Using the matlab code for data generation

Refer to matlab/README.md for instructions on how to use the matlab code for data generation.

Using rfsynth to transmit signals wirelessly

Generate a compressed zip file using the auto_compressed_siggen function in matlab. This will generate a zip file containing the I/Q data files and metadata. Now the rfsyth_tx.py main function can be invoked with an appropriate tx configuration file.

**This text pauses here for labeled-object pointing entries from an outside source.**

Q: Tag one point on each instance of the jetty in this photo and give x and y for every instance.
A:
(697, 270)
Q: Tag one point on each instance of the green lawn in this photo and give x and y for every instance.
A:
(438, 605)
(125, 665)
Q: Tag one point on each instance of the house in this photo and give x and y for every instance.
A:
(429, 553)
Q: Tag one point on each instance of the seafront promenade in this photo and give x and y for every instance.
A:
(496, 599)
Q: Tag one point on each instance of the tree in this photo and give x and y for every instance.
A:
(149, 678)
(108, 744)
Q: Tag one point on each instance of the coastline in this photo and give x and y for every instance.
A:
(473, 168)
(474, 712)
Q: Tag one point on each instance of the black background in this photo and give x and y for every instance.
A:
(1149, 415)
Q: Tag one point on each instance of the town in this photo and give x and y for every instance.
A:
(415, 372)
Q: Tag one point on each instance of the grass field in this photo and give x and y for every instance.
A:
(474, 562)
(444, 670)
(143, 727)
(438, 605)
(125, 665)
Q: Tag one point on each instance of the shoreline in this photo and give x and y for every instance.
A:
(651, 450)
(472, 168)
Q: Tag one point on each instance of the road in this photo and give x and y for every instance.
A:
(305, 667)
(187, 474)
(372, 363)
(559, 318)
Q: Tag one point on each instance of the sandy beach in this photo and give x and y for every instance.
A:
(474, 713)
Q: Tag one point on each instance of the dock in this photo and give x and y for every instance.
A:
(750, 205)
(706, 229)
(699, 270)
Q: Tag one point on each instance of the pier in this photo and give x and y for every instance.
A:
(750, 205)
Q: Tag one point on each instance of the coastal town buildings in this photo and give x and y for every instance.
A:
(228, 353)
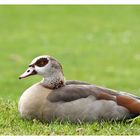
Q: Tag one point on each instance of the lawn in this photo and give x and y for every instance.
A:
(97, 44)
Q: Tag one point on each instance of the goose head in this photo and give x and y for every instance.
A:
(47, 67)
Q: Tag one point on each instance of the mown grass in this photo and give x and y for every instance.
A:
(12, 124)
(97, 44)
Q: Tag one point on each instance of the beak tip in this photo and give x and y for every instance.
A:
(20, 78)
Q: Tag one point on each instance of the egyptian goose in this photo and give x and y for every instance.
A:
(54, 98)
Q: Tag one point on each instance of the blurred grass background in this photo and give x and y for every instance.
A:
(97, 44)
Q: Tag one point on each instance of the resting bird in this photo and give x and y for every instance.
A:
(54, 98)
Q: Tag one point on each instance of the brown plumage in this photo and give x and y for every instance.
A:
(55, 98)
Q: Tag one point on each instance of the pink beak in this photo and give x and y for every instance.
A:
(30, 71)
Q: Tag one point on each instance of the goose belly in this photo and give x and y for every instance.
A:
(32, 102)
(89, 109)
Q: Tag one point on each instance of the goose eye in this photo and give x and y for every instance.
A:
(41, 62)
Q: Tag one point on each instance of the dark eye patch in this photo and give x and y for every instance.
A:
(41, 62)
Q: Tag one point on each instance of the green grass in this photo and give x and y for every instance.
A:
(97, 44)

python rfsynth_tx.py --data /full/path/to/compressed_data.zip --txconfig ./configs/rt_tx_config_scenario_3.json

This example tx config file is for 3 transmitters, each an SDR with configs listed in the json file. rfsynth only supports Ettus USRP SDRs.

Requirements

  1. GNURadio
  2. UHD
  3. pyzmq

Citation

If you find this useful, please cite our work:

@inproceedings{RFSynth2024,
  author    = {Hari Prasad Sankar and Raghav Subbaraman and Tianyi Hu and Dinesh Bharadia},
  title     = {RFSynth: Data Generation and Testing Platform for Spectrum Information Systems},
  booktitle = {Proceedings of the 2024 IEEE International Symposium on Dynamic Spectrum Access Networks (DySpan)},
  year      = {2024},
  address   = {Washington, DC},
  month     = {May},
  publisher = {IEEE},
}

For the full paper and talk slides, please visit wcsng.ucsd.edu/rfsynth

Acknowledgements

This paper is based upon work supported in part by the Office of the Director of National Intelligence (ODNI), Intelligence Advanced Research Projects Activity (IARPA), via [2021-2106240007]. The views and conclusions contained herein are those of the authors and should not be interpreted as necessarily representing the official policies, either expressed or implied, of ODNI, IARPA, or the U.S. Government. The U.S. Government is authorized to reproduce and distribute reprints for governmental purposes notwithstanding any copyright annotation therein.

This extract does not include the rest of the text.